James R. Conde, a former GMU Law student (now an attorney with Boyden Gray & Associates), tells the story of this largely forgotten case in a bracing article on “Yakus and the Administrative State.” I appear as a co-author and the piece sounds a bit like me because I suggested the topic for an Advanced ConLaw seminar; because Mr. Conde suffered through that and three other courses I teach; and because I edited this magnum opus down to manageable size. But it’s mostly his impressive work.

And a harrowing story it is. Under the statute, the OPA controlled the prices of practically everything. But Congress did not regulate agricultural products, for fear of messing with the farm bloc. So as cattle prices rose during the war and beef prices remained controlled, marginal meat processors like Mr. Yakus had only two choices: go out of business, or sell on the black market. Grim stuff. Can you challenge it, on constitutional or other grounds?

How about an Ex Parte Young action (meaning an anticipatory suit based on a defense you would have in an enforcement proceeding)? Well recognized at the time but not available here: Congress had channeled all review into an Emergency Court of Appeals. (The Supreme Court upheld that arrangement.) How about an appeal to that court, following an administrative protest and process? Good luck with that: there is no administrative record (only a conclusory statement from OPA). OPA can drag out the protest forever and then supplement the “record” during the appeal, even as the petitioner is trying to show that there’s no conceivable world in which the regulation is not arbitrary and unlawful. And the most you can get is a remand, while the price order remains in effect.
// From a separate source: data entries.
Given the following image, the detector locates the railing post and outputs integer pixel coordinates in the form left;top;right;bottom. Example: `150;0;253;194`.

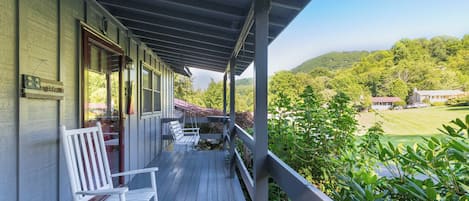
254;0;270;200
229;57;237;178
222;72;228;150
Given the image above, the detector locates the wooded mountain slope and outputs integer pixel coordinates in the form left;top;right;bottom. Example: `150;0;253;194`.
291;51;370;73
269;35;469;107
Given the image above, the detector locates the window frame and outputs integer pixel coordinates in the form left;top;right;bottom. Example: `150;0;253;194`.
153;71;162;112
140;61;162;117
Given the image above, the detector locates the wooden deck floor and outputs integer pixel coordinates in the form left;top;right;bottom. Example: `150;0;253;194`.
128;151;246;201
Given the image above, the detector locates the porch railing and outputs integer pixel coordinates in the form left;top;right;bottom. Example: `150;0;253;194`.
180;117;332;201
230;124;332;201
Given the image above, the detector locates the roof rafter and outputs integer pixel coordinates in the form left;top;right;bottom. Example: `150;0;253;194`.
150;46;230;61
156;52;228;66
116;14;237;41
146;43;231;58
155;0;246;19
129;27;234;49
272;0;308;11
159;55;226;68
99;0;241;32
137;36;232;55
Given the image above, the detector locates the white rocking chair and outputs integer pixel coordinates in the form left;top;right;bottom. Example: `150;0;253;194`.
61;122;158;201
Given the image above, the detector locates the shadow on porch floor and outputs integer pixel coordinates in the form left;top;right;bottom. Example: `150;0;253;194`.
127;151;246;201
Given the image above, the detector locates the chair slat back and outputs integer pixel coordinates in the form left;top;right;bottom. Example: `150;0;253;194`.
61;122;113;201
169;121;184;141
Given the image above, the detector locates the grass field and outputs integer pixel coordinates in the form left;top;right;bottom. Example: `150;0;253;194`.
356;106;469;145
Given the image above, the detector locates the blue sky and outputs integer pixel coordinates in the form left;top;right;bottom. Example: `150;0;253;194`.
191;0;469;89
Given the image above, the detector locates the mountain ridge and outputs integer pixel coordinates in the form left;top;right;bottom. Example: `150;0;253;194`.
291;51;370;73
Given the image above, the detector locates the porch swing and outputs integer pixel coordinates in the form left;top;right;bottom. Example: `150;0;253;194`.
182;109;199;130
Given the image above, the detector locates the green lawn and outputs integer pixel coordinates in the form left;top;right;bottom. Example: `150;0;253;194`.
357;106;469;135
356;106;469;145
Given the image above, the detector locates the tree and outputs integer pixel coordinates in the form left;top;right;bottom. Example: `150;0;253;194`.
330;73;369;107
173;74;194;100
392;40;410;64
269;71;313;104
203;79;224;109
448;49;469;75
389;79;409;101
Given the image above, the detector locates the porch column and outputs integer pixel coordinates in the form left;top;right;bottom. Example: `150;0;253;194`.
253;0;270;200
222;72;228;150
223;72;227;116
229;57;236;177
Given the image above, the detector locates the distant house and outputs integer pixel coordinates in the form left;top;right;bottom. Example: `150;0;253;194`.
371;97;402;110
411;89;465;104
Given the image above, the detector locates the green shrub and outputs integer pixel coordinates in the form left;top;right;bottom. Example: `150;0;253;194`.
423;98;431;104
395;100;407;107
268;86;358;196
339;116;469;200
447;95;469;106
268;86;469;200
431;101;446;106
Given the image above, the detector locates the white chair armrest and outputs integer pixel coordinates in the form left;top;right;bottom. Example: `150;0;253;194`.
103;132;119;136
76;187;128;195
111;167;159;177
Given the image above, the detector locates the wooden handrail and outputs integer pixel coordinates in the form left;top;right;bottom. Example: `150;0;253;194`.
267;152;333;201
234;150;254;200
234;124;254;150
232;124;332;201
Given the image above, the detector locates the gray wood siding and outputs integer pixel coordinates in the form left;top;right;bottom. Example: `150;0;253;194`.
128;39;139;178
18;0;59;200
0;0;175;200
60;0;84;199
0;0;18;200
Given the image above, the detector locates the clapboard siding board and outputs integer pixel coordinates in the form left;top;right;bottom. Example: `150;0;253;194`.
129;39;139;178
145;118;151;165
59;0;83;199
0;0;18;199
128;151;246;201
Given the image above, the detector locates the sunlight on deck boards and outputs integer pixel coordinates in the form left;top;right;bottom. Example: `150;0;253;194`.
128;151;246;201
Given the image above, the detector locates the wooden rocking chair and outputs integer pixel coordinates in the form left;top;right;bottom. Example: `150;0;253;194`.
61;122;158;201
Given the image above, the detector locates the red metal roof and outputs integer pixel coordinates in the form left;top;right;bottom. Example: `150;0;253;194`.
174;98;224;116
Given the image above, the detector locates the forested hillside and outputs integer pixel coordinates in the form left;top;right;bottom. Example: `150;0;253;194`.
235;77;253;86
270;35;469;108
291;51;369;73
176;35;469;111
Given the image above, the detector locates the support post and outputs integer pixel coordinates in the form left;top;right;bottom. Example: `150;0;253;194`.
222;72;228;150
253;0;270;200
229;57;237;178
223;72;227;116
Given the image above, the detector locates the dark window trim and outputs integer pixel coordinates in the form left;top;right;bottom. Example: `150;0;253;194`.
140;61;162;118
81;23;125;184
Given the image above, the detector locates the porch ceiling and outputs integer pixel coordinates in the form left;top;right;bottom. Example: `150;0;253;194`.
98;0;310;76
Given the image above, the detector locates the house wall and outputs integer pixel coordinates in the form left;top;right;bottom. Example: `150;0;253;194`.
371;102;393;110
427;95;454;103
0;0;174;200
0;0;18;200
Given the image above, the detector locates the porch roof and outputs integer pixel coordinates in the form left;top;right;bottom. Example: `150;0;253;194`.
97;0;310;75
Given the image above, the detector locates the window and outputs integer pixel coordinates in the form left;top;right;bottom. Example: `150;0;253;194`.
141;62;161;115
153;73;161;111
142;67;152;113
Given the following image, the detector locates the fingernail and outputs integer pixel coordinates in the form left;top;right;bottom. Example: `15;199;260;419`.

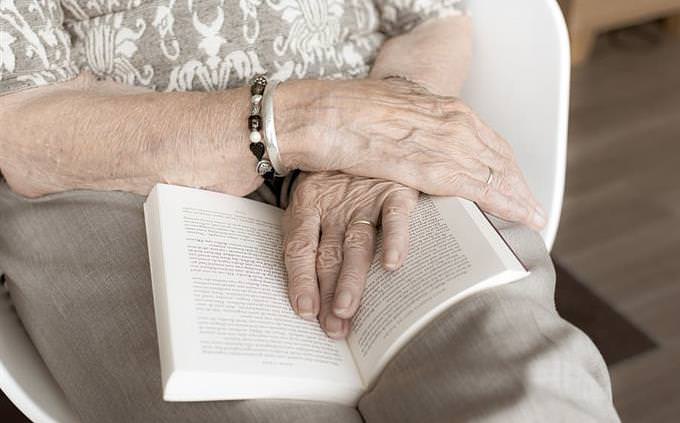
325;314;345;338
333;290;353;317
384;249;399;270
297;295;315;320
532;207;547;228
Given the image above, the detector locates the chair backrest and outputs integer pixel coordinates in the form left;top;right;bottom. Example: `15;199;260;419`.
0;2;570;421
460;0;570;249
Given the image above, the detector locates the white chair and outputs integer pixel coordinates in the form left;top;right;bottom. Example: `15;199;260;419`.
0;1;569;421
461;0;570;249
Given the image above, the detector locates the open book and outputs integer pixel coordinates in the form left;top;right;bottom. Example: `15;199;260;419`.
144;183;527;406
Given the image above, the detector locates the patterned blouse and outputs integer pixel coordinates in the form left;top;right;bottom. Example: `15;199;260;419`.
0;0;462;202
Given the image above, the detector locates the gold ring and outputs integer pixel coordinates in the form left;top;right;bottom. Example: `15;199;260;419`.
350;219;375;227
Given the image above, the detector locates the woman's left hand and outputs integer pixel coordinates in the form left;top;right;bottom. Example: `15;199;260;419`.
282;172;419;339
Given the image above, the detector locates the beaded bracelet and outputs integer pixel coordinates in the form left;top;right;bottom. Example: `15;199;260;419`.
248;74;275;180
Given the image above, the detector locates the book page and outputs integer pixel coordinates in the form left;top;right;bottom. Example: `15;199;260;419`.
148;184;362;400
347;196;527;386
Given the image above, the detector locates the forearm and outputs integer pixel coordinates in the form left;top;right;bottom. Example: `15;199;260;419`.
0;73;252;197
0;72;322;198
371;14;472;96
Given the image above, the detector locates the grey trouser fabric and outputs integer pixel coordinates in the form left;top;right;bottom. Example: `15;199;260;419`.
0;182;620;423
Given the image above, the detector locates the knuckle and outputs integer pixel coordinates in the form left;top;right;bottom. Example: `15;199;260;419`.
497;177;516;197
494;198;516;218
448;170;468;190
497;138;515;158
338;270;365;290
493;169;516;197
490;167;506;187
443;110;468;130
382;206;406;223
431;96;447;117
447;107;475;130
344;228;373;249
442;97;466;113
479;182;494;201
498;183;514;198
453;97;471;112
461;111;476;130
289;274;316;290
458;157;479;171
495;155;513;172
316;245;343;271
470;138;489;156
284;237;317;260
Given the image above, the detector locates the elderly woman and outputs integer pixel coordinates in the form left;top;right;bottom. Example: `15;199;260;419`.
0;0;618;422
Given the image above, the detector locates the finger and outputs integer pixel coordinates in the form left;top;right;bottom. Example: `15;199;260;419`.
333;216;377;320
473;120;546;219
282;207;321;321
505;168;546;226
465;138;535;208
451;174;545;230
381;188;419;270
487;165;545;229
316;224;349;339
463;156;545;229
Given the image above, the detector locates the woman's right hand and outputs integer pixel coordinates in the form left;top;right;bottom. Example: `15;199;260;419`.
277;78;546;230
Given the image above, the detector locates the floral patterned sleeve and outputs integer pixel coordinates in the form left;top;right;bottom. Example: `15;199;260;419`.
375;0;465;37
0;0;78;96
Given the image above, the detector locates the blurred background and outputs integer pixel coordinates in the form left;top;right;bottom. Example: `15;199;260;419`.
552;1;679;422
1;1;679;422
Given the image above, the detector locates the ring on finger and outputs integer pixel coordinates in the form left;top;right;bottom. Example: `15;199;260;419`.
349;218;376;227
485;166;494;186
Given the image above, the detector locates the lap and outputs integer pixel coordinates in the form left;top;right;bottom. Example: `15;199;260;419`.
0;183;360;423
0;182;618;423
359;216;619;422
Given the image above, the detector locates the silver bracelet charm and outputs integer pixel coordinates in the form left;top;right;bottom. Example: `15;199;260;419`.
261;79;290;177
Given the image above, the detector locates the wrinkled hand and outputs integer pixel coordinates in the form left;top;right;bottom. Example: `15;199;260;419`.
282;78;546;230
282;172;419;339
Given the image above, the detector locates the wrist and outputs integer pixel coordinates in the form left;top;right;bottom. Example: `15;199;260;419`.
160;87;262;196
274;79;349;171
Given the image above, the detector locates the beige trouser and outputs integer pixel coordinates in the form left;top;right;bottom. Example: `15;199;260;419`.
0;182;620;422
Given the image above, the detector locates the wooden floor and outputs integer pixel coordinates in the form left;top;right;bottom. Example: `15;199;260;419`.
553;23;680;422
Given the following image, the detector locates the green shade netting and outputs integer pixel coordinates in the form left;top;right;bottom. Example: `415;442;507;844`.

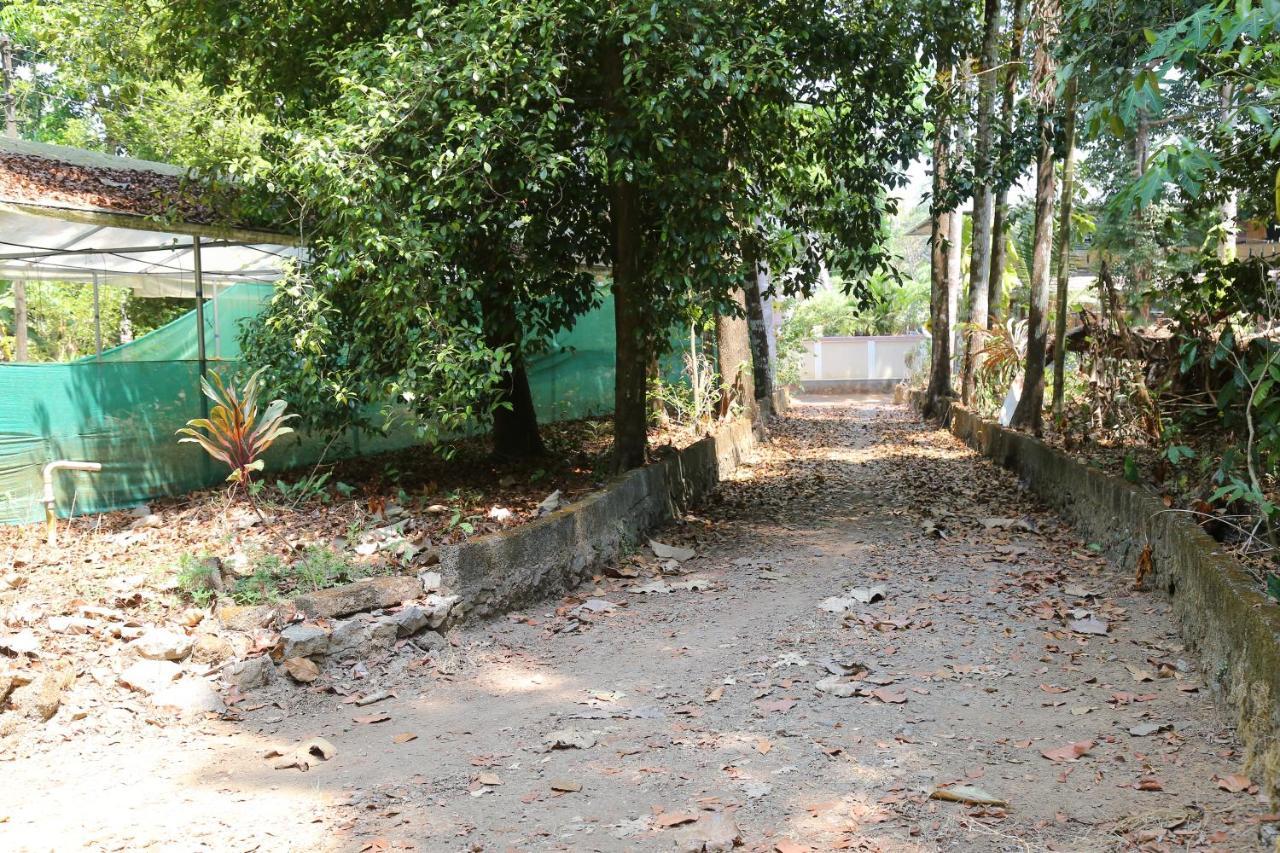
0;282;624;525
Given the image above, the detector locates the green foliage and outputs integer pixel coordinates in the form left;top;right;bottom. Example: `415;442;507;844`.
175;553;219;608
224;547;360;605
177;367;297;485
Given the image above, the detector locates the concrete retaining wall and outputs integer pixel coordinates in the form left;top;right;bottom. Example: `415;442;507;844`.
801;378;901;395
909;390;1280;800
437;418;760;622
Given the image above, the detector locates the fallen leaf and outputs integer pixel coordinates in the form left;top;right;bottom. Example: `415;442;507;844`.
1127;722;1170;737
850;585;887;604
1216;774;1252;794
775;840;811;853
756;739;773;754
1068;614;1108;636
649;540;695;561
550;779;582;793
353;713;391;725
1126;664;1155;683
870;688;908;704
392;732;417;744
283;656;320;683
265;737;336;771
755;698;797;715
706;686;725;702
930;785;1008;807
629;580;672;595
1041;740;1093;762
476;772;502;786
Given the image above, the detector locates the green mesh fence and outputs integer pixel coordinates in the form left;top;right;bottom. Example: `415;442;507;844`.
0;282;627;525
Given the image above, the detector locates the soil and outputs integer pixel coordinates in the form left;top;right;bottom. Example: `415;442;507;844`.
1;396;1274;851
0;415;706;610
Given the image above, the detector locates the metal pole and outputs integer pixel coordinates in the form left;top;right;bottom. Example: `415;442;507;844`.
92;270;102;357
211;279;220;359
1;33;16;139
193;236;208;419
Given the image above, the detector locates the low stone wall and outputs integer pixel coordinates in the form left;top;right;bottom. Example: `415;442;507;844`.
437;418;759;622
909;391;1280;800
801;378;901;395
223;416;766;688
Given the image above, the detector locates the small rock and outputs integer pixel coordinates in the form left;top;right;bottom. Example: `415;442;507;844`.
391;605;431;637
411;631;447;654
191;633;235;665
48;616;96;635
369;618;399;649
128;513;163;530
129;629;193;661
152;679;226;715
0;630;40;656
180;608;205;627
673;812;742;853
422;593;459;629
226;656;276;691
545;729;596;750
292;575;422;619
119;659;182;695
217;604;274;631
419;571;443;593
327;617;372;657
279;623;331;659
9;664;73;721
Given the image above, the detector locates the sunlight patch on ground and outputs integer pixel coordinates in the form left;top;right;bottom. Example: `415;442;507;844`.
470;661;570;696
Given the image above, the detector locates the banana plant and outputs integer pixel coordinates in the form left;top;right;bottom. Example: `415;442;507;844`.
177;367;297;487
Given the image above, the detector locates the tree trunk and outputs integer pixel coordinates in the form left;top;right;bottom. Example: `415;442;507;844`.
602;39;648;472
986;0;1029;327
742;241;773;402
13;280;27;361
923;46;955;419
480;291;546;460
715;288;754;420
1051;78;1078;428
947;204;963;366
961;0;1001;404
1010;0;1059;435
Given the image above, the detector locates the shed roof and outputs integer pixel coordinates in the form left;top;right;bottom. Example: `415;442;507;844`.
0;137;301;297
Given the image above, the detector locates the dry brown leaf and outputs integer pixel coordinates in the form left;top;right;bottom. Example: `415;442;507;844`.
1041;740;1093;762
282;656;320;683
1216;773;1252;793
870;688;908;704
550;779;582;793
392;732;417;744
654;811;699;828
756;739;772;754
353;713;391;725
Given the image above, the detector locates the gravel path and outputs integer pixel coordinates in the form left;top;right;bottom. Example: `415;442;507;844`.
2;396;1272;851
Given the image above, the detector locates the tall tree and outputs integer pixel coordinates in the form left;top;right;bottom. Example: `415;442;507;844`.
987;0;1030;327
1050;77;1078;427
1009;0;1060;434
923;35;958;419
960;0;1002;404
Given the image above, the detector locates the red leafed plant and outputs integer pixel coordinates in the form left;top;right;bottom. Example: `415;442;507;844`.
177;367;297;487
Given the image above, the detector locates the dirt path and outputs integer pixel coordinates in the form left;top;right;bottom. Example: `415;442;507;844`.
2;396;1273;851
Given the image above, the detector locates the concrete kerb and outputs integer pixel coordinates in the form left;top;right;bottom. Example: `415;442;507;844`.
907;389;1280;802
222;411;773;691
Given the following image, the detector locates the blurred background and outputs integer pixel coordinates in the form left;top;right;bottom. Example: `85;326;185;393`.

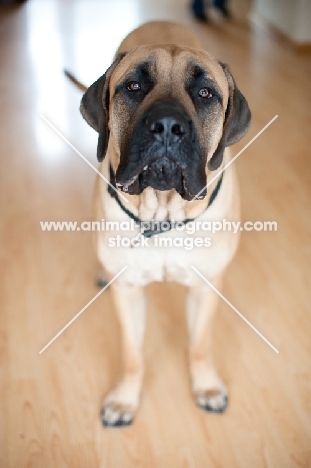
0;0;310;467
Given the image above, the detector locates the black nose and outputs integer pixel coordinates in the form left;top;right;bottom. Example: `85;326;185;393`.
145;102;189;145
149;117;186;140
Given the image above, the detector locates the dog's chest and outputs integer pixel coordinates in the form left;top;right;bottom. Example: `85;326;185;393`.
97;228;238;287
97;158;240;287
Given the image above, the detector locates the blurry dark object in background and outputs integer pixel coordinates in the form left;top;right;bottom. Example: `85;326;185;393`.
191;0;230;21
0;0;26;4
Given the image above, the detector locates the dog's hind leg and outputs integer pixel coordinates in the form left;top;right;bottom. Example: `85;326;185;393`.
186;276;228;413
102;282;146;427
96;270;108;288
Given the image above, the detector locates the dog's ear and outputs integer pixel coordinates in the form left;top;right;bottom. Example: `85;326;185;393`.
80;52;127;162
208;62;251;171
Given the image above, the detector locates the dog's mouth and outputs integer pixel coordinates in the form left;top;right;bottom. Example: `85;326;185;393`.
115;156;206;201
140;157;184;192
115;101;207;200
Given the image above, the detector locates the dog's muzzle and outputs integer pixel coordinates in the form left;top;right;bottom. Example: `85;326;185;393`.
116;101;207;200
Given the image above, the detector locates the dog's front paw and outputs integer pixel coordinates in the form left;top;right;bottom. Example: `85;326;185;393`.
194;387;228;413
101;382;140;427
102;401;136;427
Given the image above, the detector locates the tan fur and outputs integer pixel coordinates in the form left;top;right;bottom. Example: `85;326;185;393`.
89;21;242;426
118;21;203;51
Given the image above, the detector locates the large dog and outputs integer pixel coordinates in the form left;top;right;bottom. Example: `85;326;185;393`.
78;20;251;427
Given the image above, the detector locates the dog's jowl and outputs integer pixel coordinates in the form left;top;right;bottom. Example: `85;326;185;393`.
79;20;251;427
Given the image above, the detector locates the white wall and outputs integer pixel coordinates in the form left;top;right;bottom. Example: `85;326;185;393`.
295;0;311;42
253;0;311;43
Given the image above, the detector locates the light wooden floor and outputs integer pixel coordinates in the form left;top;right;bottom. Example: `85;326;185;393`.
1;0;311;467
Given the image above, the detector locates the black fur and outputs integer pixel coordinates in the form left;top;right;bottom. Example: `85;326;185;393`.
80;52;127;162
208;62;251;171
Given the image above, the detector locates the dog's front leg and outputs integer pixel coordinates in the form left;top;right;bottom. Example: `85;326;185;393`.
186;277;228;413
102;282;146;427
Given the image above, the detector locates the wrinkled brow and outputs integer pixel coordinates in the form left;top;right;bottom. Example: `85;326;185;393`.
186;63;223;101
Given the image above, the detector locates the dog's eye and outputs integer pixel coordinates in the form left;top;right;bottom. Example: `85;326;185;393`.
198;87;213;99
127;81;141;91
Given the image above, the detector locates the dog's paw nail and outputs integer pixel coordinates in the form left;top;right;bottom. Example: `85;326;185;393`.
195;389;228;414
101;403;135;428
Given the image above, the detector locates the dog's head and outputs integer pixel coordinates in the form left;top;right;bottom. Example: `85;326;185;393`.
80;45;251;200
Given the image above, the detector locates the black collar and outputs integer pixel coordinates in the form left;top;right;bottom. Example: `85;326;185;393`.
108;165;223;238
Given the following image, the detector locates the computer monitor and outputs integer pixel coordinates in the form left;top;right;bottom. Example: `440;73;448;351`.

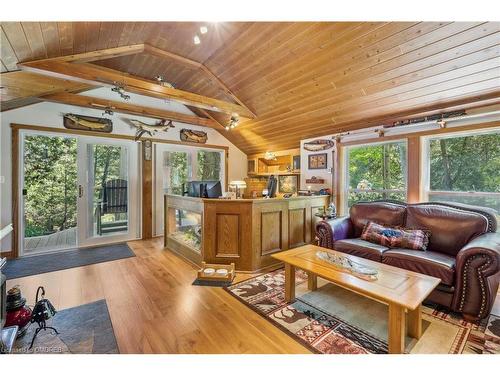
188;180;222;198
266;175;277;198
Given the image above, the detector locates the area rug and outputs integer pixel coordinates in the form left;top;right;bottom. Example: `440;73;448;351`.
12;299;119;354
224;268;500;354
3;243;135;279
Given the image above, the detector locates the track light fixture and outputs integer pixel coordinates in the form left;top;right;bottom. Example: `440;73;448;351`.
225;114;240;130
154;75;174;88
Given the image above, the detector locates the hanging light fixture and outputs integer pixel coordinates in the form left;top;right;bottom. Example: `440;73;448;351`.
264;151;277;161
200;26;208;34
193;35;201;45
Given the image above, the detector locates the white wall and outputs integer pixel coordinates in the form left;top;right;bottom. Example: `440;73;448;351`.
300;135;336;192
0;87;247;253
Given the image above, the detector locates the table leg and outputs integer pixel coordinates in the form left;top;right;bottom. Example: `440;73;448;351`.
307;272;317;291
407;304;422;339
388;303;405;354
285;263;295;303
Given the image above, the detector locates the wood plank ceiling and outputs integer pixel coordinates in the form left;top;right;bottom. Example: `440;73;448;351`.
1;21;499;154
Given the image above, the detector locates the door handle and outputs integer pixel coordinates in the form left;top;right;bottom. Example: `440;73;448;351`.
78;185;83;198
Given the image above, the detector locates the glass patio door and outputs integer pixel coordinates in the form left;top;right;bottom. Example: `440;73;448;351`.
21;133;79;255
20;132;139;256
77;137;139;247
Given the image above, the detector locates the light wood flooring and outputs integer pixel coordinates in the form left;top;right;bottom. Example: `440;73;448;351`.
7;237;500;354
6;237;309;354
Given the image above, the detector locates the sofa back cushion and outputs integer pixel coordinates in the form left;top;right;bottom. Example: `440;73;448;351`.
405;203;491;256
349;201;406;237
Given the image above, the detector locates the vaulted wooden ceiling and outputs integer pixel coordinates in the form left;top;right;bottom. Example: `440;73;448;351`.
1;22;499;154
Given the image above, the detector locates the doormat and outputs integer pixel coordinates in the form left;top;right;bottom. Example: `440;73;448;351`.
3;243;135;280
12;299;119;354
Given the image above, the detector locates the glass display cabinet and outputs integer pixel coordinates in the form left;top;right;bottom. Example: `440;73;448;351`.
164;195;204;265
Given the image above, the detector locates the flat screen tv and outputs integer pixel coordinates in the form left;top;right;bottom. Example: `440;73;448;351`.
188;180;222;198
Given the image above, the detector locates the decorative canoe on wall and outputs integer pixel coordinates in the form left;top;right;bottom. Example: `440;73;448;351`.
303;139;334;151
180;129;207;144
63;113;113;133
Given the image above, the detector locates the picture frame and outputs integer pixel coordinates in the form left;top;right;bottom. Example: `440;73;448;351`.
278;175;298;194
308;153;327;169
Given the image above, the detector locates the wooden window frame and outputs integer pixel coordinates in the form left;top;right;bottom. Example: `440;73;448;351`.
421;127;500;204
337;122;500;216
343;139;408;214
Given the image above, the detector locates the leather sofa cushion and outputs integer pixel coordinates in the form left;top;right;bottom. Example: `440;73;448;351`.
350;202;406;237
406;204;490;256
382;248;456;285
334;238;390;262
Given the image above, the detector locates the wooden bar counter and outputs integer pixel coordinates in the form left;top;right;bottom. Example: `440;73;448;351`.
164;194;330;272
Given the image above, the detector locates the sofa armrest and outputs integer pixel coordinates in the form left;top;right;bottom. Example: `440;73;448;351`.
315;216;353;249
453;232;500;320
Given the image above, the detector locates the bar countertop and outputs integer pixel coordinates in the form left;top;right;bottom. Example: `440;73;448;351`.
165;193;330;203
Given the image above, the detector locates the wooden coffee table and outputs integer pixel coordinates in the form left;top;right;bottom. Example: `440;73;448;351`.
272;245;441;354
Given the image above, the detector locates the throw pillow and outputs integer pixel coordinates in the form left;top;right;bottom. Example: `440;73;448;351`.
361;221;430;251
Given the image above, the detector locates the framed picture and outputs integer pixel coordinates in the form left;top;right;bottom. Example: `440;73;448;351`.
308;153;327;169
278;175;298;194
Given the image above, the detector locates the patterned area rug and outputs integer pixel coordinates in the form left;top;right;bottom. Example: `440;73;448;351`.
12;299;119;354
225;268;500;354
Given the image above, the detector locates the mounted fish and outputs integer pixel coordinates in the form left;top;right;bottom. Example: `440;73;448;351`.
127;119;175;141
303;139;334;152
180;129;207;144
63;113;113;133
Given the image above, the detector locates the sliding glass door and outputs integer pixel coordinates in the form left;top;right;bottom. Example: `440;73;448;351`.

No one ever won a case of any consequence in front of that court.

Surely, though, you ought to be able to contest the order in a criminal enforcement proceeding, no? No. That’s the holding of Yakus. Yikes.

The AdLaw and FedCourts profession’s reassuring story is that all this is ancient history. In the textbooks, Yakus appears as a wartime embarrassment or a marginal case about the exhaustion of administrative procedures. In any event, we’re told, the Administrative Procedure Act put the administrative state on a solid footing of legal process and procedure.

This article argues that the common, comforting view is quite wrong. You’d think that citizens who are deprived of their livelihood must have access to an independent court; government can’t just “sport away the vested rights of individuals,” to quote one famous case (Marbury).  But that’s what happened here. It is Yakus, not Chevron or some such distraction, that stands as the real “counter-Marbury” of the administrative state. Under a thin veneer of judicial deference,  the Court cast aside the interconnected, then-still-operative doctrines that were meant to subject administrators to legal checks and controls—the delegation doctrine of Schechter; the Ex Parte Young doctrine; the constitutional fact doctrine of Crowell v. Benson; due process protections of Ben Avon fame.  And not one Supreme Court opinion and not one word in the APA casts doubt on that accomplishment.

The Yakus lessons that we have forgotten are the ones that we want to forget.